Dass das Bauhaus nicht nur eine Produktionsstätte, sondern auch eine Lehranstalt war, zeigten Arbeiten von Schülern berühmter Künstler wie Johannes Itten oder Wassily Kandinsky. Enorm war hier die Spannbreite des Ausdrucks zwischen Esoterik und Konstruktivismus. Ins „Herz des Bauhauses“ führte die nächste Etappe. Man erfuhr, dass es zahlreiche Werkstätten gab, die jeweils von zwei „Meistern“ geleitet wurden, der eine zuständig für Form und Ästhetik („Formmeister“), der andere für die technische Seite der Produkte („Werkmeister“). Die Bandbreite der Arbeitsfelder deckte das gesamte Wohn- und Lebensumfeld des modernen Menschen ab, es gab Werkstätten für Druck, Glasmalerei, Architektur, Fotografie, Bühnengestaltung, Weberei, Töpferei und anderes mehr. Die Liste der Formmeister verzeichnet berühmte Namen, unter anderem Lyonel Feininger, Paul Klee, Josef Albers, László Moholy-Nagy oder Wassily Kandinsky. Gemäß dem Anspruch, nicht im Elfenbeinturm zu verharren, gestaltete man im Bauhaus auch Plakate, etwa für „Nivea“-Creme, oder für den Zirkus Royal. Im Jahr der Hyperinflation entwarf Herbert Bayer gar farbenfrohe 50-Millionen-Mark-Notgeldscheine. Von Oskar Schlemmer, von 1920 bis 1929 Formmeister der Werkstätten für Wandmalerei und Bühne, waren die legendären Figurinen aus seinem triadischen Ballett zu sehen.

Immer ging es im Bauhaus um komplette Lebensentwürfe, nicht um einzelne Kunst-Objekte. „Das Endziel aller bildnerischen Tätigkeit ist der Bau“, hieß es bereits im Gründungsmanifest von 1919. Eindrucksvoll sichtbar wird diese Absicht im „Haus am Horn“, das Georg Muche, Formmeister der Webereiwerkstätte, in Weimar errichten ließ. Mustergültig wurde hier die Bauhaus-Ästhetik verwirklicht.

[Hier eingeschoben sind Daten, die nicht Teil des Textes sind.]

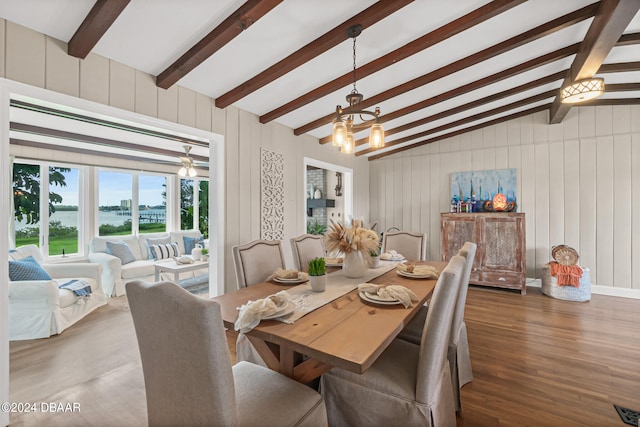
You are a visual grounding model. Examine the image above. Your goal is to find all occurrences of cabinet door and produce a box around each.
[440,215,477,261]
[481,216,524,273]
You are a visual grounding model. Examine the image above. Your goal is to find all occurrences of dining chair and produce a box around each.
[397,241,477,412]
[381,230,427,260]
[232,239,285,288]
[290,233,325,271]
[126,280,328,427]
[319,255,465,427]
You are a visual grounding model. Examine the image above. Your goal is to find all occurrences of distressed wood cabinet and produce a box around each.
[440,212,526,294]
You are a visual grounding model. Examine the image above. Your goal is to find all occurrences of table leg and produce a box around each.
[174,272,179,283]
[154,269,160,281]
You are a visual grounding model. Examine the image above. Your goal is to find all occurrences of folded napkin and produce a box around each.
[267,268,308,282]
[380,250,404,260]
[325,256,344,264]
[397,263,439,278]
[357,283,418,308]
[234,290,291,333]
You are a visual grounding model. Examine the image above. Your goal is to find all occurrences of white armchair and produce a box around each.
[9,245,107,341]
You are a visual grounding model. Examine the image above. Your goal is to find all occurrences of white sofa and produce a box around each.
[9,245,107,341]
[88,230,203,297]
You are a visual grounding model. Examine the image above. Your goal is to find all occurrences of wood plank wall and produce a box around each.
[370,107,640,295]
[0,19,371,292]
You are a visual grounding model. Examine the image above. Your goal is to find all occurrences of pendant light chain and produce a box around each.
[352,36,358,94]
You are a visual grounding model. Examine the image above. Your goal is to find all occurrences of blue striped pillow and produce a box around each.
[150,242,180,260]
[9,256,52,281]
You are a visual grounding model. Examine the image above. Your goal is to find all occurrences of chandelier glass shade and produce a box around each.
[560,78,605,103]
[331,25,384,153]
[178,145,197,177]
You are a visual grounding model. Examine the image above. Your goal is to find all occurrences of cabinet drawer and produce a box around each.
[481,271,524,286]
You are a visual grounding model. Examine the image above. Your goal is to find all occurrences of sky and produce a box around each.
[51,169,167,207]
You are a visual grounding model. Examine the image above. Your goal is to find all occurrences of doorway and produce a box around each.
[303,157,353,234]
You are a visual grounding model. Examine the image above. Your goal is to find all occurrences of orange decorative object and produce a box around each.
[492,193,507,211]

Weitere „Meisterhäuser“ wurden später in Dessau errichtet, wohin das Bauhaus im Jahre 1925 umsiedelte, nachdem es in Weimar politischen Querelen ausgesetzt war. In Dessau errichtete man ein aufsehenerregendes, neues Bauhaus-Gebäude, das mittlerweile zum Weltkulturerbe zählt. Ausführlich widmete sich die Ausstellung der Konzeption dieses Gebäudes, die vom Lichteinfall über Treppenführung und Balkongestaltung nichts dem Zufall überließ. 1928 trat Walter Gropius als Direktor des Bauhauses zurück, seine Nachfolger waren Hannes Meyer, danach Ludwig Mies van der Rohe. 1932 setzte die NSDAP, mittlerweile stärkste politische Kraft in Dessau, die Schließung des Bauhauses durch. Mies van der Rohe versuchte, das Haus in Berlin-Lankwitz als private Einrichtung fortzuführen. 1933 jedoch erzwangen die Nationalsozialisten endgültig die Auflösung des Bauhauses. Die Lehrkräfte verließen zum überwiegenden Teil Deutschland und verbreiteten die Bauhaus-Ideen in aller Welt. Ein Foto zeigte zum Beispiel Josef Albers, ehemals Formmeister der Glaswerkstätte, beim Unterricht am berühmten Black Mountain College in North Carolina. Den Abschluss der Ausstellung bildete ein Parcours von 100 Werken von 46 zeitgenössischen Künstlern, die der französische Künstler Mathieu Mercier ausgewählt hatte. Seine Auswahl sollte zeigen, wie die Bauhaus-Ästhetik in veränderter Form weiterlebt. Doch bei so manchem Objekt, das mehr in die Pop-Art spielte oder dem Dadaismus zuzurechnen war, hatte man  Schwierigkeiten, Schlichtheit und Formstrenge des Bauhaus-Stiles wiederzufinden. Schmunzelnd über manche Kapriole der Gegenwartskunst verließ man also die Ausstellung, begleitet vom Verdacht, dass so mancher eleganten Bauhaus-Schöpfung ein längeres Nachleben beschieden sein wird.